# Open Physicians Dataset Workbook

This workbook provides a lightweight walkthrough for loading, inspecting, and summarizing the curated physicians dataset.


In [None]:
from pathlib import Path

import pandas as pd


def resolve_data_path(filename: str) -> Path:
    """Resolve the path to a data file, checking multiple locations.
    
    Search order:
    1. data/cleaned/ in current directory and parent directories
    2. Kaggle input directory (if exists) with limited depth search
    """
    cwd = Path.cwd()
    candidates = [cwd / "data" / "cleaned" / filename]
    candidates += [parent / "data" / "cleaned" / filename for parent in cwd.parents]

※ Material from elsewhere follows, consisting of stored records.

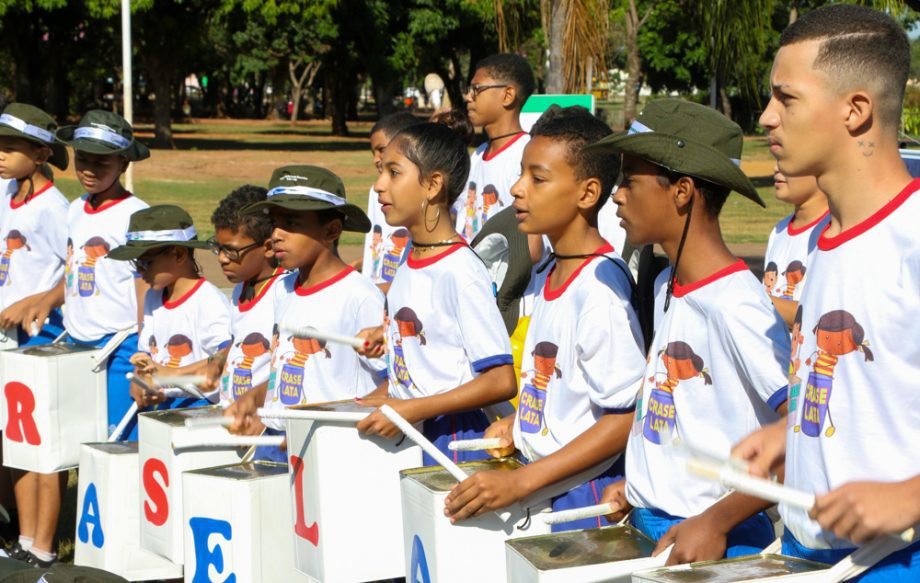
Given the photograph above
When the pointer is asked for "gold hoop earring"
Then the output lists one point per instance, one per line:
(437, 217)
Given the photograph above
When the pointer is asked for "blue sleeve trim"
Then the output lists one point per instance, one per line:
(492, 361)
(619, 410)
(778, 398)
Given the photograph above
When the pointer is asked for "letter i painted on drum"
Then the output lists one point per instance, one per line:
(20, 415)
(310, 533)
(207, 554)
(156, 507)
(90, 516)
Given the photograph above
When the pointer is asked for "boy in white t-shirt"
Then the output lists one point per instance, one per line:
(33, 227)
(384, 246)
(716, 367)
(498, 90)
(186, 318)
(309, 212)
(852, 437)
(793, 240)
(583, 356)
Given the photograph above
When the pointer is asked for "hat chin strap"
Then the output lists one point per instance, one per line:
(680, 251)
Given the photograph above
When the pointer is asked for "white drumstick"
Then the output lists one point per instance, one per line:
(311, 415)
(475, 444)
(202, 422)
(132, 411)
(576, 513)
(310, 332)
(423, 442)
(190, 441)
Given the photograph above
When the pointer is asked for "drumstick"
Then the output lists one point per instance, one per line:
(475, 444)
(311, 332)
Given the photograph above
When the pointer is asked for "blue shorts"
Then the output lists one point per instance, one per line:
(587, 494)
(748, 538)
(118, 387)
(904, 565)
(266, 453)
(443, 429)
(47, 334)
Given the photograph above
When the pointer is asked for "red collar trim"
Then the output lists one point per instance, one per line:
(827, 243)
(487, 156)
(88, 209)
(682, 290)
(307, 291)
(246, 306)
(420, 263)
(15, 205)
(793, 232)
(552, 294)
(172, 305)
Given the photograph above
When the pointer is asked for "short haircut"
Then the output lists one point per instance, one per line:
(433, 147)
(228, 215)
(576, 127)
(513, 69)
(860, 47)
(394, 123)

    for candidate in candidates:
        if candidate.exists():
            return candidate

    # Kaggle fallback with optimized search
    kaggle_root = Path("/kaggle/input")
    if kaggle_root.exists():
        # Search with depth limit to avoid performance issues
        # Most Kaggle datasets are in /kaggle/input/{dataset-name}/ (depth 2)
        kaggle_matches = []
        try:
            # Limit search to 3 levels deep to avoid scanning entire directory tree
            for path in kaggle_root.glob(f"*/*/{filename}"):
                kaggle_matches.append(path)
            if not kaggle_matches:
                # Try one level up if not found
                for path in kaggle_root.glob(f"*/{filename}"):
                    kaggle_matches.append(path)
        except (OSError, PermissionError):
            # Skip if we can't access the directory
            pass
        
        if len(kaggle_matches) == 1:
            return kaggle_matches[0]
        elif len(kaggle_matches) > 1:
            raise FileNotFoundError(
                f"Multiple files named {filename!r} found under {kaggle_root}. "
                f"Please specify a more specific path. Matches: "
                + ", ".join(str(path) for path in kaggle_matches)
            )

    searched = [str(path) for path in candidates]
    if kaggle_root.exists():
        searched.append(f"{kaggle_root} (limited depth search)")
    raise FileNotFoundError(
        "Could not find the dataset file. Searched: " + ", ".join(searched)
    )


DATA_PATH = resolve_data_path("physicians_clean.csv")
df = pd.read_csv(DATA_PATH)
df.head()


## Snapshot

Use the cells below to understand the dataset footprint before diving deeper.

In [None]:
df.shape


In [None]:
df.info()


## Coverage checks

These checks highlight missing values and coverage for key fields.

In [None]:
missing_rate = df.isna().mean().sort_values(ascending=False)
missing_rate


In [None]:
if df.empty:
    print("The dataset is currently empty. Run the ingestion pipeline to populate it.")
else:
    display(df['license_status'].value_counts(dropna=False))


## Next steps

- Filter by `location_code` or `specialty_code` for targeted profiling.
- Join against mapping tables in `mappings/` for human-readable labels.
- Export subsets for downstream modeling or QA workflows.